When Tony Stewart announced his decision last week to decline Roger Penske’s offer of a ride in the Indy 500, a chorus of boos rained down on him from an otherwise friendly crowd.
But the boos and criticism of Stewart were misguided. It’s not Stewart’s fault he won’t race at Indianapolis.
So who’s to blame? The government – of course.
For more than 60 years the Indianapolis 500 was always held on Memorial Day, May 30, no matter what day of the week it fell on – except if it fell on a Sunday. Then it was held on Saturday or Monday.
When the current Charlotte Motor Speedway opened for operation in 1960, its May race was scheduled for the Sunday before Memorial Day. As a result there was never a direct conflict.
During those years a couple of NASCAR drivers gave Indy a try. Curtis Turner, after being banned for life by NASCAR for his unionizing activities in 1961 and struggling financially (he was later reinstated by NASCAR in 1965), talked Smokey Yunick into letting him drive Yunick’s Indy car in 1962. Yunick was not only a leading NASCAR builder; he entered the Indy 500 nearly every year and was the winning crew chief on the 1960 car. But Turner crashed the car in practice and did the same thing ’63, wrecking so badly Yunick vowed he’d never let Turner drive an Indy car again for fear he’d kill himself. In 1963 Junior Johnson also showed up at the track in a roadster with a complete roll cage, something not typically seen on Indy cars. He practiced in the car but elected not to attempt to qualify.
It wasn’t until 1965 that Bobby Johns, a NASCAR regular with a couple of Cup wins under his belt, qualified for the 500. He’d also tested – and crashed – Yunick’s unique sidecar racer while attempting to qualify for the ’64 race. But in ’65, thanks to his Firestone and Ford connections, he found himself in the Lotus team car to eventual winner Jimmy Clark. Johns skipped Charlotte to focus on Indianapolis, where he finished sixth. The Wood Brothers worked the pits for the Lotus team on race day and were one of the reasons Clark was able to coast to victory.
Cale Yarborough decided to run at Indy in ’66, but was forced to skip Charlotte when he had to qualify on the second weekend at Indy, a direct conflict with the 600. The following year Cale became the first driver to run both races, finishing 41st at Charlotte on Sunday and 17th at Indy on Tuesday. Lee Roy Yarbrough also raced at Indianapolis that year, but had elected to skip the Charlotte race.
In ’68, Jerry Grant, who passed recently away and was primarily a road racer at the time, became the second driver to run both Charlotte and Indy. In ’69 Yarbrough ran both, winning the Charlotte race in the process.

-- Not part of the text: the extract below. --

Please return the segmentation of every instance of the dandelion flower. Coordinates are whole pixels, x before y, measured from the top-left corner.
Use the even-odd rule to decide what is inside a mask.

The most successful of all the drivers running both races was Donnie Allison, who drove for A. J. Foyt despite being a “taxi cab” driver according to Foyt. Allison who won Charlotte in 1970 on Sunday and then finished fourth at Indy. He was impressive again the next year, finishing sixth at Indy on Saturday and second at Charlotte the next day.
Just when things were starting to get interesting, the government stepped in and screwed it up, passing the Uniform Holiday Act in 1971, moving the celebration of most holidays to Monday so workers could have a three-day weekend. Memorial Day would be celebrated on the last Monday of the May. Charlotte continued to run on the Sunday before Memorial Day while the 500 was moved to Monday.

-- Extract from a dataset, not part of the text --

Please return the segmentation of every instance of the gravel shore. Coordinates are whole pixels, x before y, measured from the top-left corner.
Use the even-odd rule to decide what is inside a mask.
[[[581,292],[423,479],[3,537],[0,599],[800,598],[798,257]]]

Cale Yarborough ran at Indy in ’72 and Bobby Allison tried his hand at the Speedway in ’73, both electing to skip the 600 the day before.
In 1974 the Indianapolis 500 was moved to Sunday for the first time. Fans had requested the move, wanting to use Monday as a travel day. It’s an indication of the status of the two races at the time that USAC didn’t give much thought to the conflict with Charlotte. Now the Speedway was willing to change the starting time of the race to get Stewart back.
Bobby Allison ran at Indy again in ’75, skipping Charlotte. The Alabama Gang must have had a special attraction for Indy as Neil Bonnett was ready to bypass Charlotte and run the 500 in ’79 but car troubles got in the way. Then nothing.
It wasn’t until 1993 when Charlotte moved its race to Sunday night that the possibility of running both races returned. John Andretti was the first to run both races in one day ‘94, followed by Robby Gordon and Stewart. Stewart had the most success, becoming the only driver to run all 1,100 miles in 2001.
In search of improved TV ratings, Indy moved its starting time later in the day for 2005, effectively eliminating any possible hope of a driver running in both races. Last year the time was moved back to a 12 noon start in hopes of attracting someone to run the double, but no one stepped forward.
Now that Stewart has turned down Penske, it’s unlikely anyone will attempt the double this year.